EDA-https://www.kaggle.com/subinium/tps-oct-simple-eda
LGBM-https://www.kaggle.com/ezietsman/simple-python-lightgbm-example

In [None]:
#Import Library
import numpy as np
import pandas as pd
import matplotlib as mpl
import matplotlib.pyplot as plt
import seaborn as sns


import lightgbm
from sklearn.model_selection import train_test_split
from sklearn.preprocessing import LabelBinarizer

In [None]:
# Since there are many columns, you need to configure it for EDA to be convenient.
# matplotlib setting
mpl.rcParams['figure.dpi'] = 200
mpl.rcParams['axes.spines.top'] = False
mpl.rcParams['axes.spines.right'] = False

# pandas setting
pd.set_option('display.max_rows', None)
pd.set_option('display.max_columns', None)

In [None]:
train = pd.read_csv('../input/tabular-playground-series-oct-2021/train.csv')
test = pd.read_csv('../input/tabular-playground-series-oct-2021/test.csv')
sample_submission = pd.read_csv('../input/tabular-playground-series-oct-2021/sample_submission.csv')

In [None]:
print(train.shape)
print(test.shape)

train.head()

In [None]:
train.info()

In [None]:
#find int coulmns
for col in train.columns:
    if 'int' in str(train[col].dtype):
        print(col, end=' ')

In [None]:
train.loc[:, 'f0':'f284'].describe().T.style.bar(subset=['mean'], color='#205ff2')\
                            .background_gradient(subset=['std'], cmap='Reds')\
                            .background_gradient(subset=['50%'], cmap='coolwarm')

In [None]:
train['target'].value_counts()

In [None]:
# Feature Distribution
# If you have too much data, it's a good idea to sample and visualize the approximate distribution first.
np.random.seed(2110)
train = train.sample(10000)
test = test.sample(10000)

In [None]:
fig, axes = plt.subplots(11,11,figsize=(12, 12))
axes = axes.flatten()

for idx, ax in enumerate(axes):
    sns.kdeplot(data=train, x=f'f{idx}', 
                fill=True, 
                ax=ax)
    sns.kdeplot(data=test, x=f'f{idx}', 
                fill=True, 
                ax=ax)
    ax.set_xticks([])
    ax.set_yticks([])
    ax.set_xlabel('')
    ax.set_ylabel('')
    ax.spines['left'].set_visible(False)
    ax.set_title(f'f{idx}', loc='right', weight='bold', fontsize=10)

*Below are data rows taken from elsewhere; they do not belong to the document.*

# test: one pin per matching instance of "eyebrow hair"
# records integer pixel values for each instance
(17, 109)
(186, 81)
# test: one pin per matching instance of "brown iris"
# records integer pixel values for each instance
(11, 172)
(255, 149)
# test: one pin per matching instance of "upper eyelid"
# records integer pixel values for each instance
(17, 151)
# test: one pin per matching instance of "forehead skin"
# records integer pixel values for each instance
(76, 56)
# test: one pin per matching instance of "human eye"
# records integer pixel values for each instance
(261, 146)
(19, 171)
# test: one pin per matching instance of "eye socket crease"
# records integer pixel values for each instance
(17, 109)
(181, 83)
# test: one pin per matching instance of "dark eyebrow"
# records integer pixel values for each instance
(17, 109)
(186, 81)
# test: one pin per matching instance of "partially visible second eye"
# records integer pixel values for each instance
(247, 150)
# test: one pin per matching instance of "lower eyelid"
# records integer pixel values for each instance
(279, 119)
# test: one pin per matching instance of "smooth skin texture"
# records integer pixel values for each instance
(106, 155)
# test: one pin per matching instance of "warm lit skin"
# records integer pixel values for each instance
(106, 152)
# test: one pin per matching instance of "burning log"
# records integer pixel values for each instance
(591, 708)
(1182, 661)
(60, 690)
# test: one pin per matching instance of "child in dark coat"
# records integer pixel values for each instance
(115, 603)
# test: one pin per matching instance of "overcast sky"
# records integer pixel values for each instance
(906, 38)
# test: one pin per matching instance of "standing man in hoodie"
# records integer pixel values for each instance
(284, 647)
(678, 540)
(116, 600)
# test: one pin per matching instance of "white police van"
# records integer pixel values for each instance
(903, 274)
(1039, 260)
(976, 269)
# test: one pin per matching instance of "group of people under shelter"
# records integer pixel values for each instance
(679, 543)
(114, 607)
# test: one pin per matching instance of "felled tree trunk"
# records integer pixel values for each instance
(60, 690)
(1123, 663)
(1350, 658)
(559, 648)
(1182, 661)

fig.supxlabel('Average by class (by feature f0-f120)', ha='center', fontweight='bold')

fig.tight_layout()
plt.show()

In [None]:
fig, axes = plt.subplots(11,11,figsize=(12, 12))
axes = axes.flatten()

for idx, ax in enumerate(axes, 121):
    sns.kdeplot(data=train, x=f'f{idx}', 
                fill=True, 
                ax=ax)
    sns.kdeplot(data=test, x=f'f{idx}', 
                fill=True, 
                ax=ax)
    ax.set_xticks([])
    ax.set_yticks([])
    ax.set_xlabel('')
    ax.set_ylabel('')
    ax.spines['left'].set_visible(False)
    ax.set_title(f'f{idx}', loc='right', weight='bold', fontsize=10)

fig.supxlabel('Average by class (by feature f121-f241)', ha='center', fontweight='bold')

fig.tight_layout()
plt.show()

In [None]:
# Binary Feature
binary_mean = train.loc[:,'f242':'f284'].mean()

fig, ax = plt.subplots(1, 1, figsize=(15, 6))

ax.bar(binary_mean.index, binary_mean, linewidth=0.2, edgecolor='black', alpha=1, color='#244747')

ax.set_ylim(0, 1)
ax.set_xticks(range(0, 44, 4))
ax.margins(0.01)
ax.grid(axis='y', linestyle='--', linewidth=0.2, zorder=5)
ax.set_title('Mean of binary features', loc='center', fontweight='bold')
ax.legend()
plt.show()

In [None]:
# get the labels
y = train.target.values
train.drop(['id', 'target'], inplace=True, axis=1)
x = train.values

In [None]:
#Create training and validation sets

x, x_test, y, y_test = train_test_split(x, y, test_size=0.2, random_state=42, stratify=y)

In [None]:
# Create the LightGBM data containers
categorical_features = [c for c, col in enumerate(train.columns) if 'cat' in col]
train_data = lightgbm.Dataset(x, label=y, categorical_feature=categorical_features)
test_data = lightgbm.Dataset(x_test, label=y_test)

In [None]:
# Train the model


parameters = {
    'application': 'binary',
    'objective': 'binary',
    'metric': 'auc',
    'is_unbalance': 'true',
    'boosting': 'gbdt',
    'num_leaves': 31,
    'feature_fraction': 0.5,
    'bagging_fraction': 0.5,
    'bagging_freq': 20,
    'learning_rate': 0.05,
    'verbose': 0
}

model = lightgbm.train(parameters,
                       train_data,
                       valid_sets=test_data,
                       num_boost_round=5000,
                       early_stopping_rounds=100)

In [None]:
# Create a submission

submission = pd.read_csv('../input/tabular-playground-series-oct-2021/test.csv')
ids = submission['id'].values
submission.drop('id', inplace=True, axis=1)


x = submission.values
y = model.predict(x)

output = pd.DataFrame({'id': ids, 'target': y})
output.to_csv("submission.csv", index=False)